Richard Rubin//April 14, 2014//
As the political fight over raising taxes for high-income Americans fades away, so are predictions for negative economic fallout.
The bill for President Barack Obama’s 2013 tax increases comes due April 15, and the first boost in marginal income rates in 20 years is already reducing the U.S. budget deficit without tipping the economy into recession.
“In advance one always hears the squeals of the oxen who would like everyone to think they are about to be gored,” said James Galbraith, an economist at the University of Texas at Austin. “Then it turns out that they are only nicked, and life goes on.”
The U.S. government is projected to collect more than $3 trillion for the first time in the fiscal year ending Sept. 30, a 9.2 percent increase over last year, according to the Congressional Budget Office. CBO forecasts another 9 percent rise in 2015 and estimates that more than half of the increases in revenue stem from tax law changes.
Because of tax increases, spending cuts and economic growth, the federal budget deficit is projected to be 3 percent of gross domestic product this year. That’s less than half its 2012 level and the smallest budget deficit since 2007.
In January 2013, just after President George W. Bush’s tax cuts expired, Congress reset the top marginal income tax rate at 39.6 percent, the same level it reached under President Bill Clinton.
No push
Even congressional Republicans, who warned that the tax increases would destroy jobs, aren’t making a serious push to repeal them. They’re acting as though the new tax rates and increased take for the U.S. government are here to stay, even if they don’t like it.
House Republicans’ budget plan and draft tax-code revamp call for reshuffling the tax system in ways that would reduce top rates without actually reducing the amount of money the government collects. Also, the tax plan was designed so it wouldn’t cut the share of taxes paid by top earners.
Senate Republicans didn’t include a major rollback of Obama’s tax increases in their latest job-creation plan, instead focusing on repealing the 2010 health care law and blocking regulations that would limit energy production.
Those affected
The people affected by the tax increases include corporate executives, lawyers, doctors and people who report their business profits on their individual tax returns.
The tax increase constrains cash flow for the most successful small businesses, especially those with limited access to credit, and it’s one reason why the economic recovery has been slow, said Douglas Holtz-Eakin, a former director of the Congressional Budget Office.

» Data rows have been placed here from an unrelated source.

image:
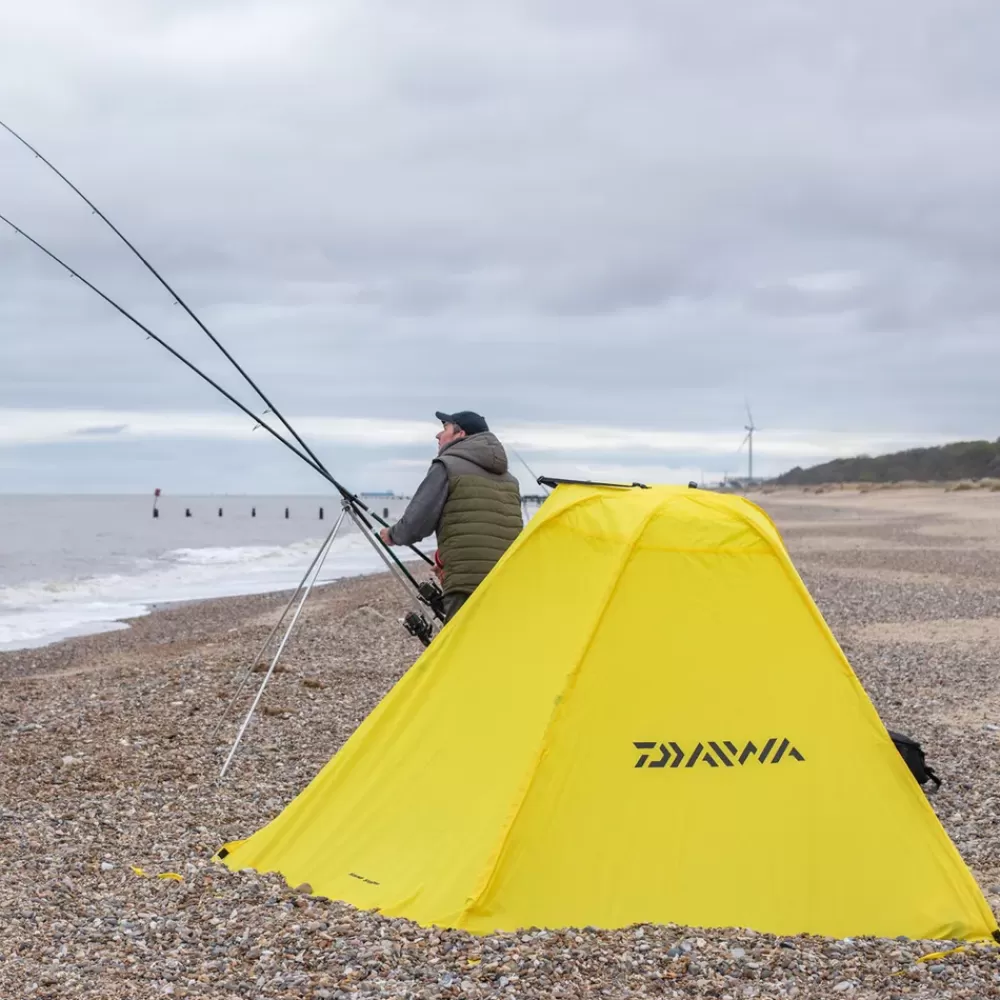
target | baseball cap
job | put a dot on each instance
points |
(471, 423)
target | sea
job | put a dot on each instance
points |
(75, 565)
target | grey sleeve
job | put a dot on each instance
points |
(423, 512)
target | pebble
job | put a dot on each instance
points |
(79, 923)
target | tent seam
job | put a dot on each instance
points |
(556, 713)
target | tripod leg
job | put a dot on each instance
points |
(267, 641)
(246, 722)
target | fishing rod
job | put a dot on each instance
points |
(316, 463)
(427, 591)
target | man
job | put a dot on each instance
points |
(469, 500)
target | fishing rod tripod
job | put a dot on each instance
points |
(415, 621)
(425, 596)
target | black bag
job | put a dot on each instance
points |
(911, 751)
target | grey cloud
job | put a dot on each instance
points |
(555, 210)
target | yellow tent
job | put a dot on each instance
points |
(640, 716)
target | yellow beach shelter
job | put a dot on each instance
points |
(640, 716)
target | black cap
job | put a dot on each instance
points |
(471, 423)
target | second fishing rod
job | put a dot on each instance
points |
(312, 458)
(427, 592)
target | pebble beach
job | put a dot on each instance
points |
(110, 808)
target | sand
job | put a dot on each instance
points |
(107, 766)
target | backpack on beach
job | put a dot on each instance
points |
(912, 752)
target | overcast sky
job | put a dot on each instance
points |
(602, 225)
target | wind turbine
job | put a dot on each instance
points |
(748, 440)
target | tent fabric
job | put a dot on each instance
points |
(640, 716)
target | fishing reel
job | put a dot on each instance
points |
(419, 626)
(432, 595)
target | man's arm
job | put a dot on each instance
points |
(423, 512)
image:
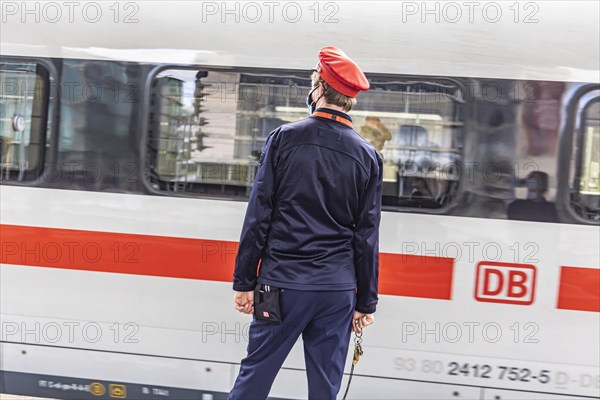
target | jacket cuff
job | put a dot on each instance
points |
(365, 310)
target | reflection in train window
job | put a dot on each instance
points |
(417, 128)
(23, 119)
(208, 128)
(585, 188)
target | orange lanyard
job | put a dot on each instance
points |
(334, 117)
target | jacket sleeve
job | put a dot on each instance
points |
(366, 241)
(257, 222)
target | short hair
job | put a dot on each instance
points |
(331, 95)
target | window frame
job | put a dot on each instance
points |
(572, 133)
(51, 114)
(392, 78)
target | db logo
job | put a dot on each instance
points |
(505, 283)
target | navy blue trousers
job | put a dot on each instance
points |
(324, 319)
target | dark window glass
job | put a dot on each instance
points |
(585, 186)
(23, 119)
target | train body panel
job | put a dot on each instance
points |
(128, 151)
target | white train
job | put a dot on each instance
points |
(130, 133)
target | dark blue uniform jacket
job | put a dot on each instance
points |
(313, 213)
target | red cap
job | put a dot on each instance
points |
(340, 72)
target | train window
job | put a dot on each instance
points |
(23, 119)
(417, 128)
(208, 128)
(585, 188)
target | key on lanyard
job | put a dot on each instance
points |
(357, 348)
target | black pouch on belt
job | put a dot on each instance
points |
(266, 304)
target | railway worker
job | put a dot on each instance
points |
(312, 221)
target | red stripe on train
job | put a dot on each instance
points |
(579, 289)
(399, 274)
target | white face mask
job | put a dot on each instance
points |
(310, 104)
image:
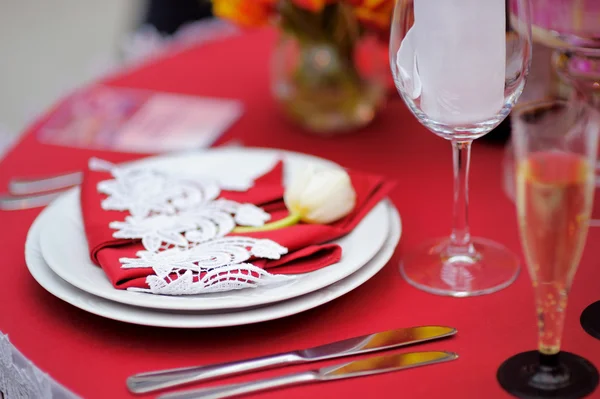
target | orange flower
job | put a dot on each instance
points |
(245, 12)
(312, 5)
(375, 13)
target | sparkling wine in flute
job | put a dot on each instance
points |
(554, 201)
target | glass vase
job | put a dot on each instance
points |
(327, 88)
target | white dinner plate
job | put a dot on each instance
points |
(181, 319)
(65, 250)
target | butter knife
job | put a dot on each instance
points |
(157, 380)
(359, 368)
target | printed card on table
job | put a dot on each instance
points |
(134, 120)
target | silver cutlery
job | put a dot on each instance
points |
(369, 366)
(15, 203)
(26, 192)
(157, 380)
(27, 186)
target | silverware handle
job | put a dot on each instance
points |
(156, 380)
(33, 186)
(15, 203)
(231, 390)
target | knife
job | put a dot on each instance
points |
(154, 381)
(359, 368)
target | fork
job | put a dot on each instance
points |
(27, 193)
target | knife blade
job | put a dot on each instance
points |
(369, 366)
(157, 380)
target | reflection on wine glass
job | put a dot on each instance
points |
(460, 66)
(555, 147)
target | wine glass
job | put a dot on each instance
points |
(460, 66)
(555, 148)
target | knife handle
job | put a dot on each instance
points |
(157, 380)
(231, 390)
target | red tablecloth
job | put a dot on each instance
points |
(92, 356)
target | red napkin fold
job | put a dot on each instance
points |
(307, 244)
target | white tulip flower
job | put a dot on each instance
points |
(320, 196)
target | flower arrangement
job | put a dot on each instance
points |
(323, 73)
(371, 14)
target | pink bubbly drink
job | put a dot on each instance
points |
(566, 23)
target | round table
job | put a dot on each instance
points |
(93, 356)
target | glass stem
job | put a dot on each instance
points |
(460, 239)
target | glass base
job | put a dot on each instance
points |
(439, 269)
(570, 377)
(590, 319)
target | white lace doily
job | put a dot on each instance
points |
(182, 226)
(21, 379)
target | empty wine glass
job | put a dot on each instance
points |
(555, 148)
(460, 66)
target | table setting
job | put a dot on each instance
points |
(289, 249)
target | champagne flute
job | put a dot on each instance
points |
(460, 66)
(555, 145)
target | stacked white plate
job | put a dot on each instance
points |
(57, 256)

“It would have been a good idea to get everyone back to work before you decided to redistribute the income,” he said. “You’ve raised the marginal tax on the return to both high-income labor and high-income saving and investments. There’s a clear incentive to do less of that.”
Much of the economic damage caused by the tax increases of 2013 had nothing to do with the expiration of the Bush tax cuts. Instead, the lapse of a 2 percentage-point payroll tax reduction took money out of consumers’ pockets at all income levels, said Ward McCarthy, chief financial economist at Jeffries LLC.
“It put a bite on consumer cash flows,” he said. “The payroll tax, frankly, was more painful in some sense than the higher marginal tax rates.”
That change ended four years of expanded paychecks because of the payroll tax cut and its predecessor, the Making Work Pay tax credit Obama campaigned on in 2008.
California’s example
California in November 2012 approved a temporary increase in the tax on retail sales and set a nation-high tax bracket of 13.3 percent on incomes of more than $1 million. Opponents warned that it would extract a toll in lost jobs, as businesses cut costs or fled to other states.
The reality in California, now benefiting from another technology rally fueled by companies such as Twitter Inc. and a reviving real-estate market, has been different. While job growth slowed in 2013 from a year earlier, employers still expanded their payrolls by 2.6 percent, faster than the 1.7 percent pace in the U.S., according to U.S. Labor Department data compiled by Bloomberg.
“There’s just no evidence that the income tax increases have had any substantial impact on California’s economic growth,” said Christopher Thornberg, founding partner of Beacon Economics, a Los Angeles-based economic consulting firm. “It just is not the primary driving force the way some people think it is.”
With assistance from William Selway in Washington.